International Committee of the Red Cross

Pakistan: Curing one club foot at a time

Article 06 September 2018

Shafaat and his wife Asifa travel each week from Rara, situated on the outskirts of Muzaffarabad, to the club foot clinic at Muzaffarabad Physical Rehabilitation Centre to get casts wrapped around their child's legs. Their son, Ayan who is 14 weeks old, was born with club foot, a congenital deformity that cause them to be turned inwards and limit his mobility. "We had dreamt of a happy and healthy life for our baby. But when Ayan was born and we saw his feet, our hearts broke because we knew that life wouldn't be easy for him," says Shafaat. The clinic is supported by the International Committee of the Red Cross (ICRC).

For parents like Shafaat, seeing their children affected by a deformity can be shattering and painful. In Pakistan, close to 7,000 cases of club foot are reported each year but only five to ten per cent of them receive adequate treatment.

Committed to providing humanitarian assistance for those in need, the ICRC has been working to ensure that babies born with club feet get timely treatment at clinics established across the country. On 31 July, the ICRC and the Paraplegic Centre Peshawar jointly established the "Clubfoot Home" in Khyber Pakhtunkhwa (KP). This facility is equipped to provide a range of treatment to 24 children with club feet every day.

Take a look at "Clubfoot Home" here.

Since 2012, close to 4,000 children have received treatment at the six club foot clinics that the ICRC supports in Muzaffarabad, Peshawar, Swat, and Bannu. "Dedicated centres like the Clubfoot Home in KP have enhanced the capacities of local organizations working in this field. They also raise awareness about the issue and provide free and indiscriminate treatment for club foot," says Ahmad Abdal Qader Hasan Al-Mosa, team leader of ICRC's Physical Rehabilitation Programme in Peshawar.

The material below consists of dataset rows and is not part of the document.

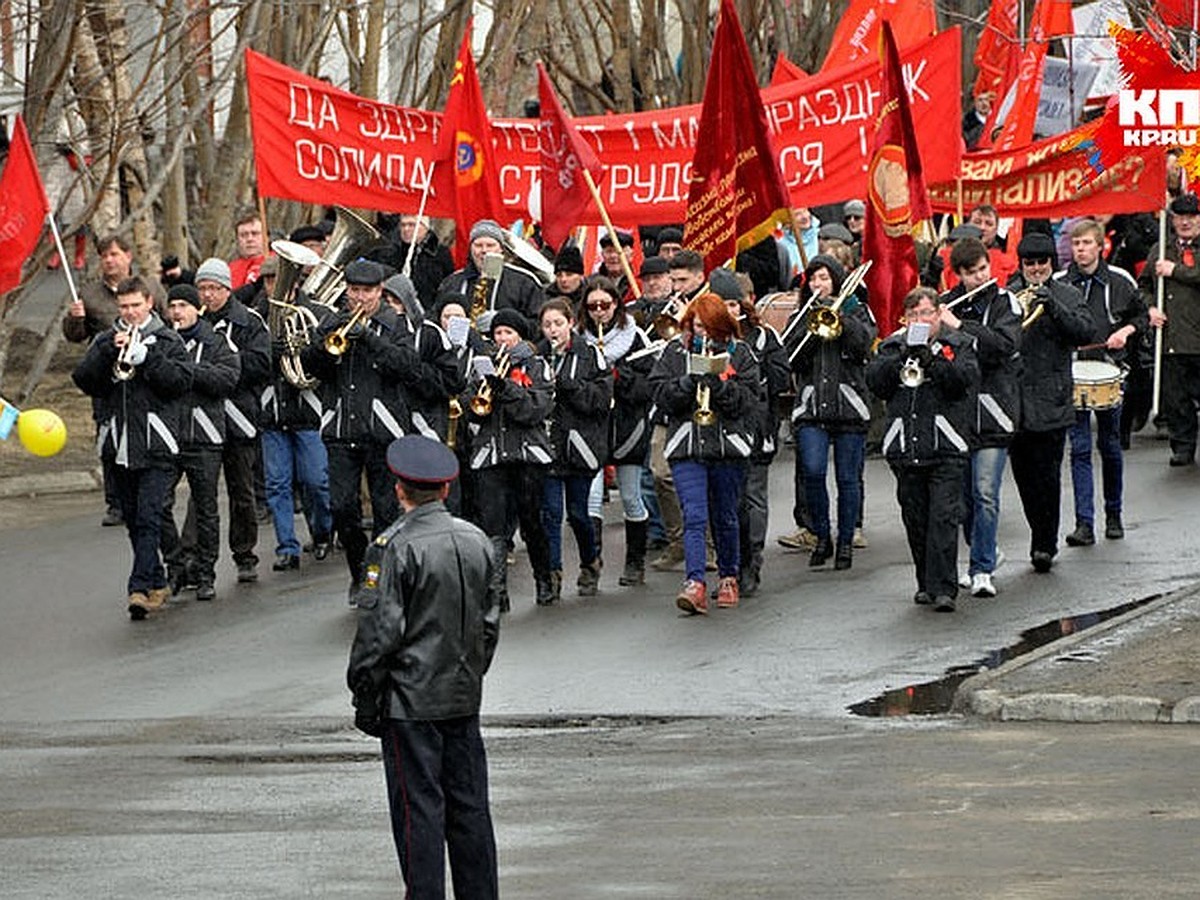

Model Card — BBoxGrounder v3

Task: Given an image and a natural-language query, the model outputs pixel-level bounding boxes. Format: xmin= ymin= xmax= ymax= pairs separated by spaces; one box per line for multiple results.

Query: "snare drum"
xmin=1070 ymin=359 xmax=1124 ymax=409
xmin=758 ymin=290 xmax=799 ymax=334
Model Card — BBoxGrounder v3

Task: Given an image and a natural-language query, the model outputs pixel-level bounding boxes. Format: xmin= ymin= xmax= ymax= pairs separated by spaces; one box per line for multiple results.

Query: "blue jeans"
xmin=962 ymin=446 xmax=1008 ymax=575
xmin=541 ymin=473 xmax=596 ymax=571
xmin=1070 ymin=404 xmax=1124 ymax=524
xmin=671 ymin=460 xmax=745 ymax=583
xmin=263 ymin=431 xmax=334 ymax=557
xmin=796 ymin=425 xmax=866 ymax=545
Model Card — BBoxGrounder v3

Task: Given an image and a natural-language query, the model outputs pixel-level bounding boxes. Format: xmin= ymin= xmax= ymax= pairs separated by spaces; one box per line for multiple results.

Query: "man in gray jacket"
xmin=346 ymin=434 xmax=500 ymax=900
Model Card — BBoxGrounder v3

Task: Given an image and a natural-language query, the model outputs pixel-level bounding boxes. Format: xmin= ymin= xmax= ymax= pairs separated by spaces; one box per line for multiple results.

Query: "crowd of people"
xmin=62 ymin=183 xmax=1200 ymax=619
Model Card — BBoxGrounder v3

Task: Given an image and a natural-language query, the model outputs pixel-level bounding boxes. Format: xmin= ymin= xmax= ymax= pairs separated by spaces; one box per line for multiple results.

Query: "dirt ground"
xmin=0 ymin=329 xmax=97 ymax=478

Since 1984, the ICRC has partnered with local partners as part of its Physical Rehabilitation Programme to provide free-of-cost services for amputees, people with spinal cord injuries and children with club feet. In 2017, more than 50,000 people benefited from various rehabilitation services provided at centres supported by the ICRC.

With treatment now under way, Shafaat's son is one of the many who can dream of an improved quality of life as he grows up. "We are hopeful that serial plastering and casting will help rectify the deformity, so that our Ayan can stand on his two feet one day," says Asifa.